The Soomaa National Park, established in 1993, is the second largest national park in Estonia, and as much as half of its 39,884 hectares is covered with wetland areas. The floods characteristic of Soomaa can cover up to 17,500 hectares of the total area of the park. The spring high water is also known as the fifth season.
Soomaa is an exciting place to visit every season. It is particularly exciting here, however, during the spring floods, or the fifth season. When the water is high, you can take a canoe and access places you normally wouldn’t. In addition, with the high waters, more animals and birds can be seen around than the usual, as they would otherwise remain unnoticed by the human eye in the deep forest or in the shadows of the trees by the riverside.
In Soomaa, residential buildings have been built differently than elsewhere in Estonia – with the front door facing the river. The spring high water sometimes rises so high that it lifts woodpiles and lighter buildings off the ground. In the old days, people used to prepare for the early spring high water in good time – bread was baked, woodpiles were attached to the fences, crop bins were lifted up on benches, and floors were covered with crossed boards.
Rivers and their floods have helped shape the development and preservation of various traditions in Soomaa. One of them is the ancient dugout boat made from a single tree. The building and use of expanded dugout tree boats in Soomaa was added to UNESCO’s Intangible Cultural Heritage in Need of Urgent Safeguarding list.
What to do in Soomaa?
Soomaa is a popular destination for nature enthusiasts and hikers. The ancient-looking rivers are popular for canoeing. The study trails and bogs are great for hiking both on foot and in bogshoes. In total, the Soomaa National Park and its vicinity from Kurgja to Viljandi and Pärnu feature over 50 different RMK recreation facilities.
The best known study trails in Soomaa are the Riisa study trail and the Meiekose study trail. The Beaver trail starts just near the Soomaa Visitor Centre. An interactive smart game can be played on the trail, and the boardwalk is partly wheelchair and pram accessible. When visiting Soomaa, we recommend that you also go check out the longest bridge in Pärnu County, in Jõesuu village.
When hiking in the national park with a tour guide, you can discover the powerful nuances of wildlife which you would not necessarily notice on your own. In Soomaa, there are several service providers who organise hikes to explore the nature either on your own or with a guide.

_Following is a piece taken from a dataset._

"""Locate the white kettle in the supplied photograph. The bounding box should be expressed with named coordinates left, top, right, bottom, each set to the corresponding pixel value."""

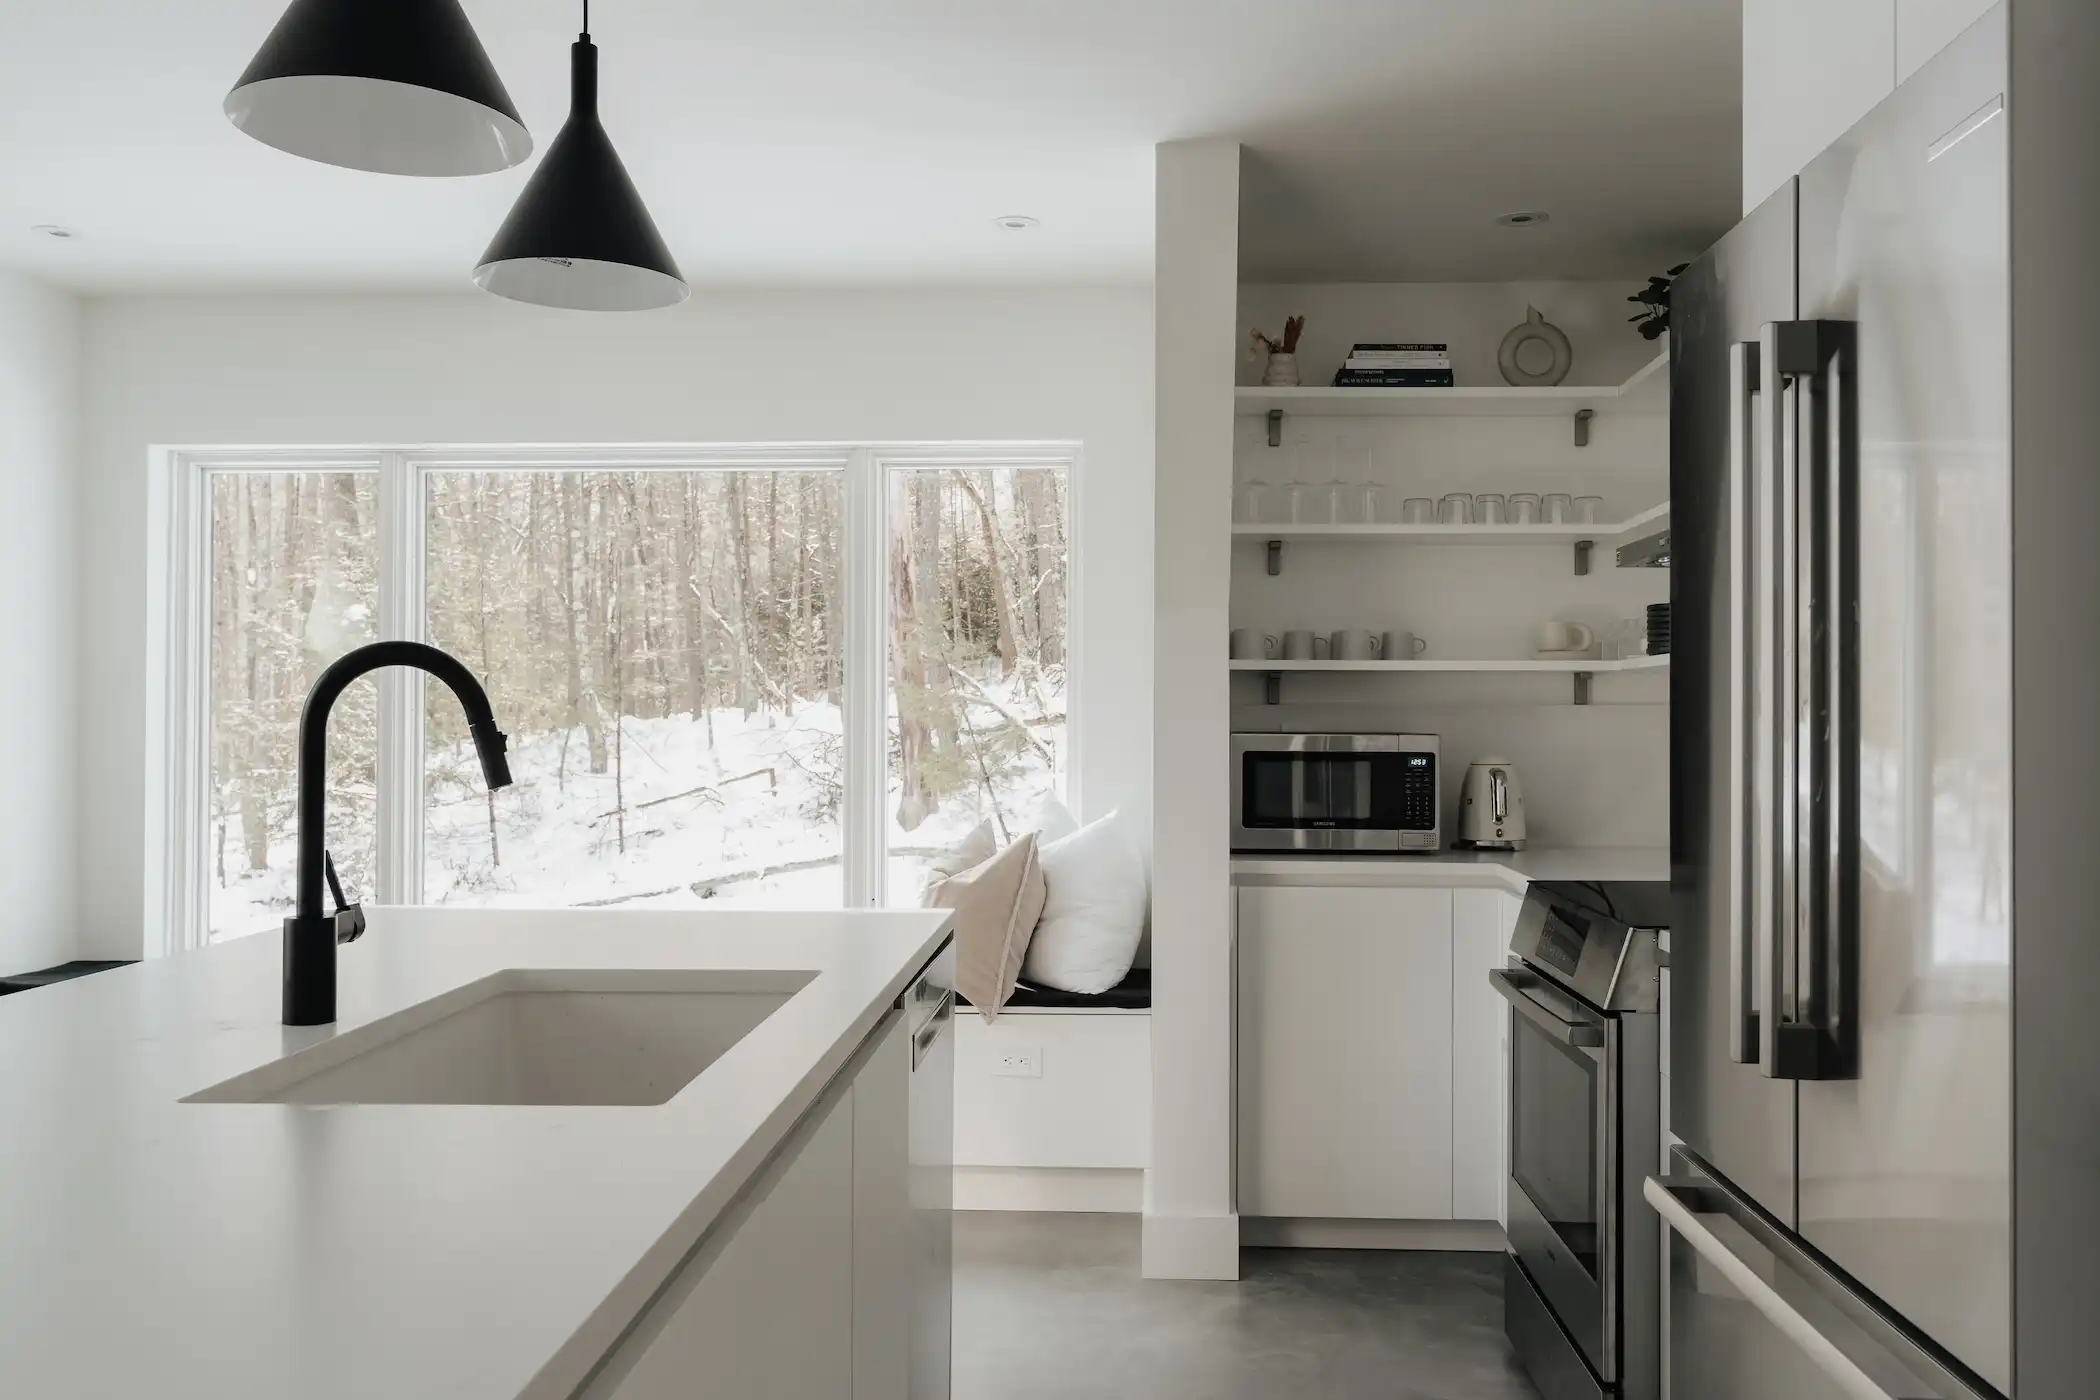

left=1460, top=756, right=1527, bottom=850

In addition, the Soomaa region has many cultural history gems: the Suure-Kõpu Manor, Tori Horse Breeding Farm and Kurgja Farm Museum, which are brought together by the diverse and seasonally appropriate nature tourism services provided by regional companies.
Recommendations for a visit to Soomaa
The central point of Soomaa is the Visitor Centre of Soomaa National Park, where local nature and living conditions are exhibited. The visitor centre is located in Kõrtsi-Tõramaa in the middle of the Soomaa National Park. Among other things, a short film about Soomaa can be watched here, and a specimen of the dugout boat, which has been added to UNESCO’s cultural heritage list, can be admired.
When visiting Soomaa, make sure to respect the peace of the local people, animals and plants. Walk on designated roads and areas only and remember to take everything you brought into the forest out of the forest with you again. Making a campfire is only allowed in designated places. There is no grocery store in Soomaa; the nearest store is in Tori village.
In the fifth season, some roads and hiking trails may be submerged under water. Follow the information on Soomaa.com, on the Soomaa website of the State Forest Management Centre (RMK), or ask about the water levels from the Soomaa Visitor Centre.
Soomaa National Park can also be visited by bus. Buses between Pärnu and Soomaa do run throughout the day, but in the mornings and afternoons only, so definitely plan your trip ahead. To get an even better experience, we recommend staying in Soomaa overnight.
- Since 1989, Soomaa National Park has been an international Important Bird Area (IBA).
- Since 1997, Soomaa National Park has been included in List of Wetlands of International Importance, or the Ramsar List.
- Since 2004, Soomaa has been part of the Natura network of nature protection areas as a habitat and bird site.